IRT診断テスト開発の背景

浸透しつつあるプレースメントテスト

小野博教授

福岡大学客員教授
日本リメディアル
教育学会ファウンダー
小野博教授

2011年6月、日本リメディアル教育学会は、日本の全大学(大学754校、短大395校、計1,149校)を対象に学習支援の実施状況に関する調査を行いました。

国立55大学(87中)、公立53大学(77中)、私立294大学(590中)、短大142大学(395中)から回答を得ましたが、プレースメントテストについては国立大学の62%、私立大学の80%、短大の35.9%の大学が実施していることが分かりました。(穂屋下茂、小野博、米満潔:全国大学対象のJADEアンケート調査と結果について、2011、第1回JADEテーマ研究会予稿集、2-7)

プレースメントテスト実施割合

目的は「客観的基礎学力の把握」

大学におけるプレースメントテストの利用について「リメディアル教育や初年次教育のクラス分け」と回答した大学が約71%、「学生の基礎学力を把握するため」が約60%と多く、「入学前教育の成果を確認するため」と回答した大学もありました。これにより主に新入生の基礎学力の把握と初年次教育等のクラス分けに活用されていることが分かります。

このような目的であれば、毎年の新入生の学力の経年変化を把握することがまず重要であり、そのためには統計的手法を駆使した客観的基礎学力テスト(IRTテスト)の開発・利用が求められます。現在は、客観的な基準のない検定や受験生にとっての難易度が事前に調査されていない問題等を利用している大学もありますが、これでは経年変化を観察することができません。

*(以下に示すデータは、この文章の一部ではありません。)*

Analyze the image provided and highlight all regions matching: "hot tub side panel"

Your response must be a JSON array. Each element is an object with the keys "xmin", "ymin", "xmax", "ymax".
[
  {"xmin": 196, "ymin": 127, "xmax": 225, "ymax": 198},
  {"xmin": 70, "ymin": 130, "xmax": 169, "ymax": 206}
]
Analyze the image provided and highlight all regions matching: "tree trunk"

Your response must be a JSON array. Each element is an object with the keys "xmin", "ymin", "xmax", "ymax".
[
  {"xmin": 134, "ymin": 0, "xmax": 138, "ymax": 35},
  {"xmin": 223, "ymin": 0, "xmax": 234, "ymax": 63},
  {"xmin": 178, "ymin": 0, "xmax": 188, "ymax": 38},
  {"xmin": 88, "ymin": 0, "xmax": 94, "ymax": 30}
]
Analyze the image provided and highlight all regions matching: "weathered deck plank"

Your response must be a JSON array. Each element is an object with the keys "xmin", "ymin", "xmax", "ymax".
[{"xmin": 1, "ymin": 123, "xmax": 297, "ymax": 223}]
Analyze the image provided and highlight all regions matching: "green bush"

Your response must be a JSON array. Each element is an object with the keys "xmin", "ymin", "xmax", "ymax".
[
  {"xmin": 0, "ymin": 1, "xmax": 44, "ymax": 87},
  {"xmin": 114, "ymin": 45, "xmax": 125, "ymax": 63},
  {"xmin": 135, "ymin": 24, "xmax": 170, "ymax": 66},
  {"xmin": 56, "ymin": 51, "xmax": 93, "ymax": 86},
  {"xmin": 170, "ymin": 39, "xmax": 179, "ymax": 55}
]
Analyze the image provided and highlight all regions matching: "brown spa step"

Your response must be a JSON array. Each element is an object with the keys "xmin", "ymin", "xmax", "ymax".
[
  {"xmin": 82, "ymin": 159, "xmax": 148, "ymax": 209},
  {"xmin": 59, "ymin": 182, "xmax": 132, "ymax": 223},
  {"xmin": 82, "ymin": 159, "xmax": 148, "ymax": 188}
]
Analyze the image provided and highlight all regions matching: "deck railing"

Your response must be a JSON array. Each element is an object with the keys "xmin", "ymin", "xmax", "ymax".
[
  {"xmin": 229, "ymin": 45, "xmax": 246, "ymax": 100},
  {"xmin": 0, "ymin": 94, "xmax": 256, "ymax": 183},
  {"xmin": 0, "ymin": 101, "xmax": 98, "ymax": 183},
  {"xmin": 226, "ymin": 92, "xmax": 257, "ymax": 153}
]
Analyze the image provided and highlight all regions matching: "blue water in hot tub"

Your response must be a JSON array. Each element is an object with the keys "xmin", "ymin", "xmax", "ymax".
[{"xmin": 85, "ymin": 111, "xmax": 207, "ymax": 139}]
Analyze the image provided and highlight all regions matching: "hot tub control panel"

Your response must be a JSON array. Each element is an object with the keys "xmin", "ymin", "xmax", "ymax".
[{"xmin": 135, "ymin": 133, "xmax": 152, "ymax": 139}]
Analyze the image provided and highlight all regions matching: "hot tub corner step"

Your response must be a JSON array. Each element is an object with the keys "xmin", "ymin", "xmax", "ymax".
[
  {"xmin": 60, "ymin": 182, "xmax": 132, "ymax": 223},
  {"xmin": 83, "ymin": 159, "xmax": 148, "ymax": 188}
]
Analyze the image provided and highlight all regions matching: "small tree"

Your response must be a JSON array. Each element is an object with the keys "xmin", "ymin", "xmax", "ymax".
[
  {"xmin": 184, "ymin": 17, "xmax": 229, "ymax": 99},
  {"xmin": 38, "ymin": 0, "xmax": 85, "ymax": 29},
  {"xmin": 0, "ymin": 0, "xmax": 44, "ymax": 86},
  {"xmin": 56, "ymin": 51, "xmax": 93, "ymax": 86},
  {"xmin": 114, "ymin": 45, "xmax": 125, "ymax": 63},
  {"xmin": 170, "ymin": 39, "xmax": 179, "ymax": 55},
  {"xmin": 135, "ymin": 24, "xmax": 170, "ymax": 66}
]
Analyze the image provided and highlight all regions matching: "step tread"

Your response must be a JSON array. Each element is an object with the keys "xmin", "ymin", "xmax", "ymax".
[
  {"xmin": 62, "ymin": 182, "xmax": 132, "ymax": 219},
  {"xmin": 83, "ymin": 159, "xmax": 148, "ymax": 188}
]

アメリカで始まったテスト工学は近年目覚ましい発展を示し、GRE、TOEFL、情報処理技術者試験、医療系試験、SPI2などにもIRT分析が利用されるほど、社会に普及してきました。その流れは、日本も例外ではありません。

日本の高等教育にマッチしたIRT診断テストを開発

私たちは1980年ごろからIRT診断テストの開発を目的とした研究を始め、1988年、小・中・高校生向けの日本語力テストを開発し、海外在住帰国子女等を対象に1万人以上の調査を行いました。また、大学入試センター在籍時に大学生の学力低下問題に遭遇し、大学生を対象とした客観的なテスト開発が求められていたことから、2003年、日本語、英語、数学のプレースメントテストを開発し、2004年から多くの大学に提供してきました。

そして、NHKエデュケーショナル・NTSと共同で、IRT診断テストを提供しております。この診断テストを大学生に実施したところ、テストによって得られた学力レベルと、教員が学生に対して持っている印象とがマッチした、という実証結果を得ています。貴大学における新入生の基礎学力の把握にも、役立てていただけるよう期待しております。